Puerto Rican sheriff fills gaps in 'Missing'

Parents get a chill each time a child kidnapping case hits the news, such as the recent Missouri case where a boy was taken from his bus stop and found four days later in a man's apartment with another boy who had been missing for more than four years.

Reading Missing In Precinct Puerto Rico won't calm those fears, though the action is set in the early 1980s and takes place on that far-off tropical island. In this October release, the fourth in a detective series by Steven Torres, Sheriff Luis Gonzalo takes on a rash of child kidnappings.

The storyline is grim, but not overly explicit and, as before, Gonzalo, the longtime sheriff of tiny Angustias, grounds the story. His deliberate police work eschews brute force (as Torres reminds us – "Luis Gonzalo thought of himself primarily as a thinking man."). Far from the stereotypical hard-boiled detective, he blesses his goddaughter at her quinceañera, watches over his town with a real feeling of responsibility and often confides in and relies on his wife, Mari.

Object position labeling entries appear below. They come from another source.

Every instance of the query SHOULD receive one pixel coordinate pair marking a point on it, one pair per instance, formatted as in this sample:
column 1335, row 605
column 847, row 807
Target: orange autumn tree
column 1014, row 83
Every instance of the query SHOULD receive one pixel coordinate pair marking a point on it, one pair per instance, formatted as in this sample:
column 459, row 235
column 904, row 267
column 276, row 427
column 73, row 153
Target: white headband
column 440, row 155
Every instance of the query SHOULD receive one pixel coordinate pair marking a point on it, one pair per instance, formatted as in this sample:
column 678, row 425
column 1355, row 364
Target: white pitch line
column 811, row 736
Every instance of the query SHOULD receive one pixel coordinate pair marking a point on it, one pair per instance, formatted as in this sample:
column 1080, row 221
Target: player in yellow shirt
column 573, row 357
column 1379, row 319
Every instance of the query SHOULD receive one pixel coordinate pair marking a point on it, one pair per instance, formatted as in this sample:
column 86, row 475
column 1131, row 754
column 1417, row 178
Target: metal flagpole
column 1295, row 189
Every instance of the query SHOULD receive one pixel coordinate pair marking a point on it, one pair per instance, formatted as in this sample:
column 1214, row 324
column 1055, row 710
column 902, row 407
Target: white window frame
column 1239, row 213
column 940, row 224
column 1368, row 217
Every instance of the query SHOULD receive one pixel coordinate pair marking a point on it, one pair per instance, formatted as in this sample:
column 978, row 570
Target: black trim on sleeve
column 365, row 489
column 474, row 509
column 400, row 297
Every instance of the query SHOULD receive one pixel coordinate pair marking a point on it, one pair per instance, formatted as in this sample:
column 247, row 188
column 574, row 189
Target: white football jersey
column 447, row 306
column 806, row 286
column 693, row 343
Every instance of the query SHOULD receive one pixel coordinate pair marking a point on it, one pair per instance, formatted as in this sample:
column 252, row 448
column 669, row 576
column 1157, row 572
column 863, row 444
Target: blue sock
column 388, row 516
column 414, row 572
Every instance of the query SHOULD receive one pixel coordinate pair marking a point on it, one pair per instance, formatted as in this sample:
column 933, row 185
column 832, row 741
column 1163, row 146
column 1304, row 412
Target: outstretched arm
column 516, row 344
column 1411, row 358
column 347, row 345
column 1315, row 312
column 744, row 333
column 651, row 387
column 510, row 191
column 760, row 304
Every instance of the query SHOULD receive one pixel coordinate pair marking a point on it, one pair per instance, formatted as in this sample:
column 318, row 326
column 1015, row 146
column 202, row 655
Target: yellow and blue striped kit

Familiar characters from Torres' Precinct Puerto Rico series return in this fourth installment, including deputies Hector Pareda, a young risk-taker and the seasoned retirement-age Emilio Collazo. But, as in most small towns, it's the crazy mix of Angustias residents who spice up the story.

New York writer Torres lived briefly with his parents in a small Puerto Rican town when he was a boy and uses it as inspiration for the fictional but evocative town of Angustias.